The standard library's urllib.request can do everything requests can — in more lines and with worse ergonomics. If you absolutely cannot add a dependency, it's there:
import json
import urllib.request
with urllib.request.urlopen("https://api.github.com/repos/python/cpython") as r:
data = json.loads(r.read().decode("utf-8"))
print(data["name"])
For anything beyond a quick script, requests (or httpx if you need async) is worth the install.
A Few Habits
- Always set a timeout. No exceptions.
- Use
raise_for_status()in scripts that expect success — it converts a bad response into a loud exception. - Pass dicts to
params=andjson=, not hand-built strings. - Wrap related calls in a
Sessionwhen you're hitting the same API many times. - Log
response.status_codeandresponse.textwhen debugging — the body usually tells you exactly what the server disliked.
Next: Dates and Times
With requests in your toolbox, you can talk to any modern web API, download files, and build small integrations between services. Combined with the JSON and CSV pages before this one, you now have the full "fetch data, read it, do something with it, write it back out" loop — the shape of a huge number of real Python scripts. Most of that data has a timestamp on it, though, and the next page covers how Python represents dates, times, and the timezone traps worth avoiding.
Frequently Asked Questions
How do I make an HTTP request in Python?
Install the requests library with pip install requests, then call requests.get(url) for a GET or requests.post(url, json=...) for a POST. The response object has .status_code, .text, .json(), and .headers. Example: r = requests.get('https://api.example.com/users/1').
Should I use requests or urllib?
requests for anything you'd write by hand — its API is dramatically friendlier. urllib is built in and fine when adding a dependency is impossible, but it requires more code for things like JSON bodies and sessions. For production, most teams also use httpx (a requests-compatible library with async support).
How do I send JSON in a POST request in Python?

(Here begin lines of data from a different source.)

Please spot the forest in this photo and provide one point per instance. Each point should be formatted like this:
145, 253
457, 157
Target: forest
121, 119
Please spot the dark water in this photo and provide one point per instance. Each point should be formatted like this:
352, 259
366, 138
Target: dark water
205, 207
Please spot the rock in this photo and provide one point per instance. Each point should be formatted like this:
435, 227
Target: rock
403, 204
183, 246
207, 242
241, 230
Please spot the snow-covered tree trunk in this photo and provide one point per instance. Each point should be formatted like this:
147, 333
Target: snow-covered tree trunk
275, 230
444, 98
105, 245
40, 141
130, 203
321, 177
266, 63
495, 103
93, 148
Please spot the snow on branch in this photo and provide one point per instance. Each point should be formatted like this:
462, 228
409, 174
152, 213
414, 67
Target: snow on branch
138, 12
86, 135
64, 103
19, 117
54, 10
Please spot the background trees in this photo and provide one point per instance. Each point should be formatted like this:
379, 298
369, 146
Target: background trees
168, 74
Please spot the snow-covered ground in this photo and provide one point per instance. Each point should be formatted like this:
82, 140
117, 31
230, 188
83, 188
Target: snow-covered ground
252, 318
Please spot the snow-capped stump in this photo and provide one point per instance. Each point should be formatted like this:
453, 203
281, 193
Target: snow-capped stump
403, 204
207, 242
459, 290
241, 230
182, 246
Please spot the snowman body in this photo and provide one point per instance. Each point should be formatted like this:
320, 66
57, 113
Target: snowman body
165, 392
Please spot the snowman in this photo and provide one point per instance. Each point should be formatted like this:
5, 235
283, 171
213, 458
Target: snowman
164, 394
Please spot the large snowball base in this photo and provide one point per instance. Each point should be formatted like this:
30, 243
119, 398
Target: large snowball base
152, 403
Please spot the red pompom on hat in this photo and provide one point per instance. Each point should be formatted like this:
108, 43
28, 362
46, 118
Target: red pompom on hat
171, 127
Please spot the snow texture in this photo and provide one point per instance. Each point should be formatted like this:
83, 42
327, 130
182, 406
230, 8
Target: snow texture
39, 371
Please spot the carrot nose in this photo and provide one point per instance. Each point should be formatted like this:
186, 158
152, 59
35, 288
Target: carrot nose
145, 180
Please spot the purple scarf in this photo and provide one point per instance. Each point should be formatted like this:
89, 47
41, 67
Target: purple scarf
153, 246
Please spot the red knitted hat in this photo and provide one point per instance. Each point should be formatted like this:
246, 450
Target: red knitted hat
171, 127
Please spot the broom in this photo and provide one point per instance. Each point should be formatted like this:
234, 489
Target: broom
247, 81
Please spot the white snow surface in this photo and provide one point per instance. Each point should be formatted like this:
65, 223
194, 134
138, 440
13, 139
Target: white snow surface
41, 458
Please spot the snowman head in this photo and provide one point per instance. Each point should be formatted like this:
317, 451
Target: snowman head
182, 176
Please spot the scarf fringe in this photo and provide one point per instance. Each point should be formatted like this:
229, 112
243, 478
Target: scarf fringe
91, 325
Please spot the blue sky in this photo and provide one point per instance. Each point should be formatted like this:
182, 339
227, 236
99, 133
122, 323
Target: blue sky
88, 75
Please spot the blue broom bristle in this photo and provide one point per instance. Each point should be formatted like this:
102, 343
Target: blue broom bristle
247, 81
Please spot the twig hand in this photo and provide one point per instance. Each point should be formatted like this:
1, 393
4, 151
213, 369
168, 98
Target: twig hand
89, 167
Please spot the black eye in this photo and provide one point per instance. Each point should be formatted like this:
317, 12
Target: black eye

Pass json={'key': 'value'} to requests.post(...). requests serializes the dict to JSON and sets Content-Type: application/json for you. Don't pass both data= and json= — pick one.
How do I handle errors with the requests library?
Check response.status_code (200 means success), or call response.raise_for_status() to raise an exception on 4xx/5xx. Network-level problems (timeouts, DNS failures) raise subclasses of requests.RequestException — catch that to cover both.